The Seattle-based company is also experimenting with outlets that sell tea selections and juices to diversify; it announced recently it would open three more juice outlets after a successful test run of one store in Bellevue, Wash., not far from the company's headquarters.
The Thomson Reuters analysts' consensus for the coffee chain is earnings of 45 cents per share, up 25.7 percent from last year, on revenue of $3.3 billion, which is up 13.5 percent from last year's second quarter. The company will release its earnings Thursday after the markets close.
Starbucks, which buys and roasts its own coffee and sells brewed coffee and other beverages, has been expanding its share of the ground coffee market, in part by finding partners. In the second quarter it began selling seven types of Starbucks-branded K-Cup packs for the Keurig Single-Cup Brewing System in its more than 9,000 stores and in food outlets. The move is the result of a joint venture agreement with Green Mountain Coffee Roasters Inc. (Nasdaq: GMCR).
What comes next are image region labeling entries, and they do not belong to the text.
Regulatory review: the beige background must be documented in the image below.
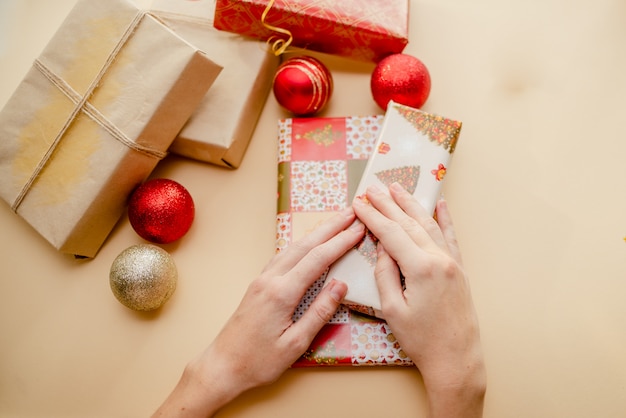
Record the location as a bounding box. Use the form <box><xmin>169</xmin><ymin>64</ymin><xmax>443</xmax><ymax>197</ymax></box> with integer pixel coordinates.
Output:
<box><xmin>0</xmin><ymin>0</ymin><xmax>626</xmax><ymax>418</ymax></box>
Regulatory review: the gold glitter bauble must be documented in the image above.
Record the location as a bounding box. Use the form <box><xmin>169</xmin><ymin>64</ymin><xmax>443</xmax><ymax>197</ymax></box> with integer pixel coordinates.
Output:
<box><xmin>109</xmin><ymin>244</ymin><xmax>178</xmax><ymax>311</ymax></box>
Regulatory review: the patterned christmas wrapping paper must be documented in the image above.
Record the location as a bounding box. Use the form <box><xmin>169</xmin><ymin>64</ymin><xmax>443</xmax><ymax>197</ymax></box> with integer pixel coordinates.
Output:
<box><xmin>214</xmin><ymin>0</ymin><xmax>409</xmax><ymax>62</ymax></box>
<box><xmin>327</xmin><ymin>101</ymin><xmax>461</xmax><ymax>318</ymax></box>
<box><xmin>0</xmin><ymin>0</ymin><xmax>221</xmax><ymax>257</ymax></box>
<box><xmin>148</xmin><ymin>0</ymin><xmax>279</xmax><ymax>168</ymax></box>
<box><xmin>276</xmin><ymin>116</ymin><xmax>413</xmax><ymax>367</ymax></box>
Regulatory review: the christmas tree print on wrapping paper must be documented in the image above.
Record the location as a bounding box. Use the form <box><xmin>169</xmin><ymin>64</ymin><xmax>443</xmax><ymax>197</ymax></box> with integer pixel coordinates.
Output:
<box><xmin>395</xmin><ymin>105</ymin><xmax>461</xmax><ymax>154</ymax></box>
<box><xmin>355</xmin><ymin>165</ymin><xmax>420</xmax><ymax>266</ymax></box>
<box><xmin>374</xmin><ymin>165</ymin><xmax>420</xmax><ymax>194</ymax></box>
<box><xmin>298</xmin><ymin>125</ymin><xmax>341</xmax><ymax>147</ymax></box>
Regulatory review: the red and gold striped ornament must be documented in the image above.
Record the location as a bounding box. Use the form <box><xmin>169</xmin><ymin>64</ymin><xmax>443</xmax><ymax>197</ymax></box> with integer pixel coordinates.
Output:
<box><xmin>272</xmin><ymin>56</ymin><xmax>333</xmax><ymax>116</ymax></box>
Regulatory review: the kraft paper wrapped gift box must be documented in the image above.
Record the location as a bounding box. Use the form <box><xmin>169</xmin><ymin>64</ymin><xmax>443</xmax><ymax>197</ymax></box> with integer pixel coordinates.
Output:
<box><xmin>215</xmin><ymin>0</ymin><xmax>409</xmax><ymax>62</ymax></box>
<box><xmin>326</xmin><ymin>101</ymin><xmax>461</xmax><ymax>318</ymax></box>
<box><xmin>0</xmin><ymin>0</ymin><xmax>221</xmax><ymax>257</ymax></box>
<box><xmin>149</xmin><ymin>0</ymin><xmax>280</xmax><ymax>168</ymax></box>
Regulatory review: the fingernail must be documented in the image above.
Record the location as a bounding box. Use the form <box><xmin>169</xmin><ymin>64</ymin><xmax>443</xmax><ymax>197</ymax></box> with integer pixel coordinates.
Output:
<box><xmin>328</xmin><ymin>279</ymin><xmax>348</xmax><ymax>303</ymax></box>
<box><xmin>350</xmin><ymin>219</ymin><xmax>365</xmax><ymax>232</ymax></box>
<box><xmin>339</xmin><ymin>206</ymin><xmax>353</xmax><ymax>217</ymax></box>
<box><xmin>389</xmin><ymin>182</ymin><xmax>408</xmax><ymax>193</ymax></box>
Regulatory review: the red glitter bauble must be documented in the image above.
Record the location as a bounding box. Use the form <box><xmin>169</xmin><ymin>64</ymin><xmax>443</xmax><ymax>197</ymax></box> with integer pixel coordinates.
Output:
<box><xmin>273</xmin><ymin>56</ymin><xmax>333</xmax><ymax>116</ymax></box>
<box><xmin>371</xmin><ymin>54</ymin><xmax>430</xmax><ymax>110</ymax></box>
<box><xmin>128</xmin><ymin>179</ymin><xmax>195</xmax><ymax>244</ymax></box>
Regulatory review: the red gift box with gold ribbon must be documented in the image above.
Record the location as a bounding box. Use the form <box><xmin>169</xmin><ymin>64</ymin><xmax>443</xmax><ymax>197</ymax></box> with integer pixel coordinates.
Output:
<box><xmin>213</xmin><ymin>0</ymin><xmax>409</xmax><ymax>62</ymax></box>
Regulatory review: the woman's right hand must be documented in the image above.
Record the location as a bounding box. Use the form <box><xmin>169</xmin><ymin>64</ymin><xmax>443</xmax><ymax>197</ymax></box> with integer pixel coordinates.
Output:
<box><xmin>353</xmin><ymin>183</ymin><xmax>486</xmax><ymax>417</ymax></box>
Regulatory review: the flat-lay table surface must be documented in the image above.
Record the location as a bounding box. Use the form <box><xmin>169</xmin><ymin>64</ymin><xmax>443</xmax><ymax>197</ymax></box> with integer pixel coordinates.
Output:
<box><xmin>0</xmin><ymin>0</ymin><xmax>626</xmax><ymax>418</ymax></box>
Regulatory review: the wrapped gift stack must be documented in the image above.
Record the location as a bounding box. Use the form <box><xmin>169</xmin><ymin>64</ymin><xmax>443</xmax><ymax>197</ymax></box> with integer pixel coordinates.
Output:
<box><xmin>0</xmin><ymin>0</ymin><xmax>461</xmax><ymax>366</ymax></box>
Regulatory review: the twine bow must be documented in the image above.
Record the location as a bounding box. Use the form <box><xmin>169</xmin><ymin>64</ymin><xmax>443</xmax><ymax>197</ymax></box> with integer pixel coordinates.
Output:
<box><xmin>11</xmin><ymin>10</ymin><xmax>166</xmax><ymax>212</ymax></box>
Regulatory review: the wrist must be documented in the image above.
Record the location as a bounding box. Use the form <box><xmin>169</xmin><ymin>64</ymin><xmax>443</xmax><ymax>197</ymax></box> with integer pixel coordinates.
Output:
<box><xmin>424</xmin><ymin>358</ymin><xmax>487</xmax><ymax>418</ymax></box>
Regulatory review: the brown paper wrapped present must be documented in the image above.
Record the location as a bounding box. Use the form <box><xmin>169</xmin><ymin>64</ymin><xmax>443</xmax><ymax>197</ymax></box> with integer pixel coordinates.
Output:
<box><xmin>0</xmin><ymin>0</ymin><xmax>221</xmax><ymax>257</ymax></box>
<box><xmin>149</xmin><ymin>0</ymin><xmax>279</xmax><ymax>168</ymax></box>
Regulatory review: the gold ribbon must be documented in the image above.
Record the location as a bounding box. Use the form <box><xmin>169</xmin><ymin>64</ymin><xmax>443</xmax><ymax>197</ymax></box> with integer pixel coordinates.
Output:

In the second quarter the company opened a Tazo tea store in Bellevue, indicating the coffee king is seeking to become a retail-beverage giant by expanding into juices and teas, something more and more Americans are buying. The Tazo store sells 80 varieties of tea, as well as chocolates. Starbucks bought Portland-based Tazo in 1999 for $8.1 million and has a strong nationwide presence in grocery stores.
The Tazo initiative reflects Starbucks' diversification strategy: The company announced Friday it would open three more Juice Revolution stores after a successful test-run in the second quarter with a store it opened in March in Bellevue. The company acquired the San Bernardino, Calif.-based Evolution Fresh Inc. last year for $30 million. It will open two more stores in Seattle and one in San Francisco by the fall.
Tazo has been classified as one of our emerging brands at Starbucks, said a Starbucks company spokesperson by email. With the new Tazo retail store, we see an immense opportunity to elevate the premium tea experience.
Starbucks' own estimate for second-quarter results is less optimistic than Wall Street's. In June the company lowered its guidance estimates, saying it expects earnings for the year to be $1.80 to $1.82 per share, down from the $1.81 to $1.84 range it said in April that it was expecting.
Starbucks' lowered earnings second-quarter earnings outlook stemmed from its acquisition of San Francisco-based La Boulange bakery, which will begin supplying pastries and bread for the coffee chain before expanding as a national bakery chain in its own right.
Starbucks did not provide detailed economics, but the deal is expected to be dilutive to FY12 earnings by $0.02 per share (spread between the third and fourth quarters). It's also expected to be modestly dilutive to FY13 earnings, said Dan Geiman, economist for McAdams Wright Ragen in Seattle, in a note.
The company's stock price for the year peaked April 13 when it was up 34 percent following the company's announcements of the closer strategic relationship with Green Mountain, an expansion into India through a 50/50 joint venture with Tata Global Beverages Ltd. (Bombay: 500800) and an agreement to buy coffee from China under a joint venture agreement with Ai Ni Group.
The company's stock value rose in this period from mid-March to mid-May with the premium over the S&P500 up as much as 27 percent. Now, that premium is less than 4 percent above the index. Since this peak in April the share price has lost 18 percent of its value, to $50.60 per share at market close on Monday. The price is still up 10 percent for the year.
Capping off a downward trend in the company's stock price, a report last week by Cleveland Research Co. reduced its comparable sales forecast for the third quarter, down from as high as 8 percent to as low as 6 percent. The news sent the price of the stock down 2.7 percent, and closer in line with retail and restaurant indices that have experienced downturns linked to recent global economic slowdowns. In other words: the best growth for the year may be over.
Shares rose 18 cents to $50.78 in Tuesday afternoon trading.